Saturday October 30, 2004

At 8PM a flash flood surged through the ground floor of Hamilton Library.

Everything in the path of the water was thrown against structural walls.

Silt was everywhere: in map drawers, in between maps; there were even fish in the Library’s server room.

This map shows the path of the water down Manoa valley, across Maile Way, and into the Library.

On the evening of October 30th, the flood waters were still high on the ground floor. However key staff met to determine priorities (rescue maps and aerial photographs of Hawaii and the Pacific region).

The Library Preservation Department staff were prepared to respond. We had a disaster plan in place, and staff were trained. Our first goal was to move materials out of the mud and into freezers as fast as possible.

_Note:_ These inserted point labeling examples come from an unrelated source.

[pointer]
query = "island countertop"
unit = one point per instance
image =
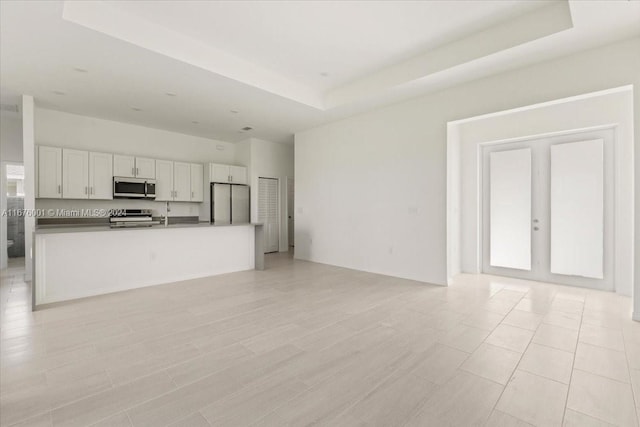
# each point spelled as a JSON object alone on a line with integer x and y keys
{"x": 55, "y": 229}
{"x": 73, "y": 262}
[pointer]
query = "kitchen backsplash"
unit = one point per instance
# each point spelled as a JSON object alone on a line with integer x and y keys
{"x": 92, "y": 208}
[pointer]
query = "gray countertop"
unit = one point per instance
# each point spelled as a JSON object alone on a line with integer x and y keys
{"x": 54, "y": 229}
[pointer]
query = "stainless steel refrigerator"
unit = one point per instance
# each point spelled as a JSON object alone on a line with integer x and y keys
{"x": 229, "y": 204}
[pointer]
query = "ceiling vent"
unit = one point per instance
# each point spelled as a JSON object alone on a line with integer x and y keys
{"x": 12, "y": 108}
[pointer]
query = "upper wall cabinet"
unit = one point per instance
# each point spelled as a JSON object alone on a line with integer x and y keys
{"x": 75, "y": 174}
{"x": 227, "y": 173}
{"x": 134, "y": 167}
{"x": 164, "y": 180}
{"x": 180, "y": 182}
{"x": 87, "y": 175}
{"x": 100, "y": 176}
{"x": 197, "y": 182}
{"x": 50, "y": 172}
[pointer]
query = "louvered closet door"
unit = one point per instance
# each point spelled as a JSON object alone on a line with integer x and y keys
{"x": 268, "y": 212}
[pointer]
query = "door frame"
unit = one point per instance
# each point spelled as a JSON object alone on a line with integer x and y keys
{"x": 609, "y": 202}
{"x": 279, "y": 205}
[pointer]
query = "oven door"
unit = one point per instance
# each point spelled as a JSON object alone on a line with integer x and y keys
{"x": 129, "y": 188}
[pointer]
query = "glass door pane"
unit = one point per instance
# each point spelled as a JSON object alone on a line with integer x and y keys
{"x": 510, "y": 208}
{"x": 577, "y": 208}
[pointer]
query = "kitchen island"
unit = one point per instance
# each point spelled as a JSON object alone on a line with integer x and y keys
{"x": 78, "y": 262}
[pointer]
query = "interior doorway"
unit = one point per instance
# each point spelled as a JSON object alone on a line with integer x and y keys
{"x": 268, "y": 212}
{"x": 291, "y": 211}
{"x": 13, "y": 205}
{"x": 547, "y": 209}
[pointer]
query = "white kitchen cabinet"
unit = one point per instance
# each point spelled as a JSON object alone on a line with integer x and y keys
{"x": 124, "y": 166}
{"x": 100, "y": 176}
{"x": 50, "y": 172}
{"x": 197, "y": 182}
{"x": 145, "y": 168}
{"x": 227, "y": 174}
{"x": 133, "y": 167}
{"x": 75, "y": 174}
{"x": 164, "y": 180}
{"x": 181, "y": 182}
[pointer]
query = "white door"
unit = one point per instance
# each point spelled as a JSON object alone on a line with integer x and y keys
{"x": 145, "y": 168}
{"x": 238, "y": 174}
{"x": 100, "y": 176}
{"x": 268, "y": 212}
{"x": 49, "y": 172}
{"x": 221, "y": 203}
{"x": 181, "y": 182}
{"x": 240, "y": 202}
{"x": 219, "y": 173}
{"x": 548, "y": 209}
{"x": 197, "y": 182}
{"x": 75, "y": 174}
{"x": 164, "y": 180}
{"x": 124, "y": 166}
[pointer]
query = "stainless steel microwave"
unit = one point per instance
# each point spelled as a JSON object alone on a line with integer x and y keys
{"x": 133, "y": 188}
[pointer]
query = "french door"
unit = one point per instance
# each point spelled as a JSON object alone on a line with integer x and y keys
{"x": 547, "y": 209}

Five freezer containers were delivered on Sunday evening, and on Monday morning, maps were moved to a staging area, then into containers.

Following this same procedure, staff also began moving the aerial photographs to a staging area and then loading them into the freezer containers.

Damage from inside the Library. Staff removing items.

To prevent a mold outbreak (secondary disaster), the remaining five floors of Hamilton Library needed to have cool, dry air brought in using generators. There was no electricity for three months while a temporary solution was created to override the damaged infrastructure.

The dry air was circulated on every floor and indeed prevented a mold outbreak. Library staff and students paged books for patrons in the dimly lit library.